In last week’s Friday class, we explored something simple yet deeply revealing: what happens when you are given something, without asking for it. I handed out pieces of fruit to everyone and asked: How does it feel to receive?
The first answers came quickly. Strange. Suspicious. Why is he giving this?
That initial hesitation opened the door to a bigger question: Do we ever really receive freely, or do we immediately feel the weight of giving something back?
Transactions and expectations
In much of Western culture, relationships are built on transactions. We are conditioned to think: If I receive, I must repay. Psychology names this dynamic in Social Exchange Theory, the idea that most of our interactions are based on give and take.

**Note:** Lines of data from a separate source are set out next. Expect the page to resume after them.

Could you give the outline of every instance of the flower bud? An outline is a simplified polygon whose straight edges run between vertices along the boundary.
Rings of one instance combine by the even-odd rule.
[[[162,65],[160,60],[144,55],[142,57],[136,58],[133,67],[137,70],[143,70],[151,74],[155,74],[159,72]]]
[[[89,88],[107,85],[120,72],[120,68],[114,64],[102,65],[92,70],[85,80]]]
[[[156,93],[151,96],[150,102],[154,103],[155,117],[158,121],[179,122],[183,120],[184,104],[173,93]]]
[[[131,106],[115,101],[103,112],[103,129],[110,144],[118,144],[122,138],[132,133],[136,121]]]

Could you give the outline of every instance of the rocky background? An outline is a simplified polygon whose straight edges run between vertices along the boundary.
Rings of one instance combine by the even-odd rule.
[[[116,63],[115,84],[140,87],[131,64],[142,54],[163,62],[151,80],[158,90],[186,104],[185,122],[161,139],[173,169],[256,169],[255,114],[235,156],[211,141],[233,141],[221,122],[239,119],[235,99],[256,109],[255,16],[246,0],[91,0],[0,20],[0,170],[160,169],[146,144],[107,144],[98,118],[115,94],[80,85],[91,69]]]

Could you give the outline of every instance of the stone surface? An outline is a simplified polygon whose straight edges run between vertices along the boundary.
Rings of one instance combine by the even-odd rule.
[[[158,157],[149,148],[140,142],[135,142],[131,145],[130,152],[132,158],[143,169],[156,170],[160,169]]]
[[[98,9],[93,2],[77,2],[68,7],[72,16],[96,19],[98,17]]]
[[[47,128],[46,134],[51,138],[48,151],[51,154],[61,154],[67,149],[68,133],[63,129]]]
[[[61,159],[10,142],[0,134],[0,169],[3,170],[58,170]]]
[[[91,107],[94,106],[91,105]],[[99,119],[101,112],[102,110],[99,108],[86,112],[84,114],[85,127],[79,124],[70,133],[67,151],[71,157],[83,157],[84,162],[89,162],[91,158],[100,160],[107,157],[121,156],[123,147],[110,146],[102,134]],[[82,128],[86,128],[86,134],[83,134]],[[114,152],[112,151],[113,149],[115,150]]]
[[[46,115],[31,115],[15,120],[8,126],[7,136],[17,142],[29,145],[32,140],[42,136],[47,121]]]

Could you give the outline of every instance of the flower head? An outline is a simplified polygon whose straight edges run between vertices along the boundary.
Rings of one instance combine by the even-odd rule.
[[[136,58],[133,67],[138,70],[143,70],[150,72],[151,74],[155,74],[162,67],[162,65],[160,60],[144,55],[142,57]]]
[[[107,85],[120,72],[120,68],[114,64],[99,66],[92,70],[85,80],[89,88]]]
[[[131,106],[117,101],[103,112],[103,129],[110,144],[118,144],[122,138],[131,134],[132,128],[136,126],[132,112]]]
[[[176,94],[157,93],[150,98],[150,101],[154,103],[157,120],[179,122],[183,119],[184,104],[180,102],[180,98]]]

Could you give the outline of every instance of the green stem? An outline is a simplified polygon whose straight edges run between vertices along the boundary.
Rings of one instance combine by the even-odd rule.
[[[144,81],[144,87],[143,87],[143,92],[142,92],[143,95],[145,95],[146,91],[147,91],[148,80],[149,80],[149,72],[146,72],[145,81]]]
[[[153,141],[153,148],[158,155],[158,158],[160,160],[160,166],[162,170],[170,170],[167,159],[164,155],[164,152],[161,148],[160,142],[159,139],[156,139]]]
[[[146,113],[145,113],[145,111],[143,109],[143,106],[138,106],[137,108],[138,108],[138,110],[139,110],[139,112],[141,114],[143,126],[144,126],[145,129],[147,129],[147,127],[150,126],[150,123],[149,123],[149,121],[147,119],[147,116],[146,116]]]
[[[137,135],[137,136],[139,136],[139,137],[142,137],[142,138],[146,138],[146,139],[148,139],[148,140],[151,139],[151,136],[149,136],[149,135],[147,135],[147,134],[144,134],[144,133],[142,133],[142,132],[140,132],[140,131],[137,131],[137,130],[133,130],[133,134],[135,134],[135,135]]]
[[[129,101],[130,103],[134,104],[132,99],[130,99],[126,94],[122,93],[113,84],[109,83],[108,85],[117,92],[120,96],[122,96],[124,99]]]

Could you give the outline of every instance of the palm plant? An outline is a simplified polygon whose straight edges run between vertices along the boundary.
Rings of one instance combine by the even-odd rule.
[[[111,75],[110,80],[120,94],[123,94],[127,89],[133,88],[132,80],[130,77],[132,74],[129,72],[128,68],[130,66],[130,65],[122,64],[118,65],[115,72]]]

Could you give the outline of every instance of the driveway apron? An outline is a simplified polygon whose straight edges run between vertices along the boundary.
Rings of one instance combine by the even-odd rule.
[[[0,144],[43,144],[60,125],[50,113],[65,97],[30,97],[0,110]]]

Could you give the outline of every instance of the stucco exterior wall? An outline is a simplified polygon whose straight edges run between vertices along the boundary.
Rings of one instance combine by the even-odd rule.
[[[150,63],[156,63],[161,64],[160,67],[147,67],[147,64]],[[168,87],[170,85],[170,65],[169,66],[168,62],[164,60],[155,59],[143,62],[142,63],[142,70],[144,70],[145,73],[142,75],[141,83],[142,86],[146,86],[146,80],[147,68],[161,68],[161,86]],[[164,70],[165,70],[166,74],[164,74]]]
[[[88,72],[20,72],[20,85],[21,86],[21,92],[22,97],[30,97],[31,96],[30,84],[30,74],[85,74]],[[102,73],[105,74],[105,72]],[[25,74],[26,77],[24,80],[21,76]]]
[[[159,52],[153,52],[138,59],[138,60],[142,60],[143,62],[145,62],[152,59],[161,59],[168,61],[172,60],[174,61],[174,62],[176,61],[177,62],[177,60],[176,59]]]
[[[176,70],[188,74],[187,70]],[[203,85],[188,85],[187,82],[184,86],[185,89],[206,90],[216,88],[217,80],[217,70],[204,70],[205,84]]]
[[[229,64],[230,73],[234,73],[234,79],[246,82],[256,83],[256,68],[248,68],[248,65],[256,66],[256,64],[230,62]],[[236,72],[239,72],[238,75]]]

Yet, there is another side. Altruism suggests giving can be unconditional, from the heart, with no expectation of return. But is pure giving possible? Or is there always some hidden motive, recognition, gratitude, a warm feeling for ourselves?
Even research shows that generosity boosts wellbeing for both giver and receiver. In Self-Determination Theory, giving feels best when it is a free choice, not an obligation. A simple act of kindness can make both sides happier. But still, the question lingers—am I giving to serve, or am I giving to feel good about myself?
The wisdom of traditions
Our class also reflected on how ancient texts describe giving.
- In the Bhagavad Gita, three modes of giving are described:
- Sattvic giving—done freely, at the right time, to the right person, without expectation.
- Rajasic giving—done reluctantly, or with a desire for recognition.
- Tamasic giving—done at the wrong time, disrespectfully, or in a way that causes harm.
The Gospel of Matthew adds another layer: “When you give to the needy, do not let your left hand know what your right hand is doing.” Giving in secret, without seeking praise, keeps it pure. Yet even this can be tricky, sometimes the ego enjoys appearing humble, unnoticed but still hoping to be noticed.
In Buddhism, generosity is called the first perfection. To give loosens our attachments and opens the heart. And across traditions, the reminder is the same: the spirit in which we give matters more than the gift itself.
Everyday stories
One student shared how they used to exhaust themselves trying to track down the exact snacks a friend’s daughter liked, fearing they’d let someone down if they failed. With time, they realised that true giving doesn’t need to come from fear or pressure, it can be as simple as buying a box of sweets with joy and sending them along.
Another story reminded us that even nature teaches giving. Trees bear fruit freely, asking nothing in return, though humans often exploit without replenishing. To honour giving is also to give back, to plant, to nourish, to balance.
And sometimes the greatest gift isn’t money or possessions, but time. A child in our circle put it perfectly: “The easiest thing to give is time.”
Ego, service, and balance
There is also a danger in over-giving. The story of King Bali in Indian tradition illustrates this. Famous for generosity, his downfall came from pride in his ability to give anything. When Lord Vamana (Vishnu in the form of a boy) asked for just three steps of land, those steps expanded to cover the entire universe, crushing Bali’s ego. The lesson: giving must come with humility, not self-inflation.
Likewise, in our lives, giving should not leave us in debt, drained, or resentful. To give when it harms your own family’s wellbeing is giving at the wrong time. Balance and discernment are part of generosity.
The heart of the matter
So where does this leave us?
- Giving can come from fear, obligation, or ego.
- Giving can also come from love, joy, and faith.
- Receiving, too, is part of the cycle. It takes humility to accept without suspicion, without the itch to repay.
Perhaps the real practice is not to over-analyse every gift, but to let giving and receiving soften us. When done with awareness, generosity becomes service. And service, in turn, deepens connection.
As we closed the class, I was reminded of something simple: giving is our nature. When children first learn to share, before the idea of “mine” develops, giving flows naturally. The challenge for us as adults is to return to that openness—not out of fear, not for recognition, but for the joy of it.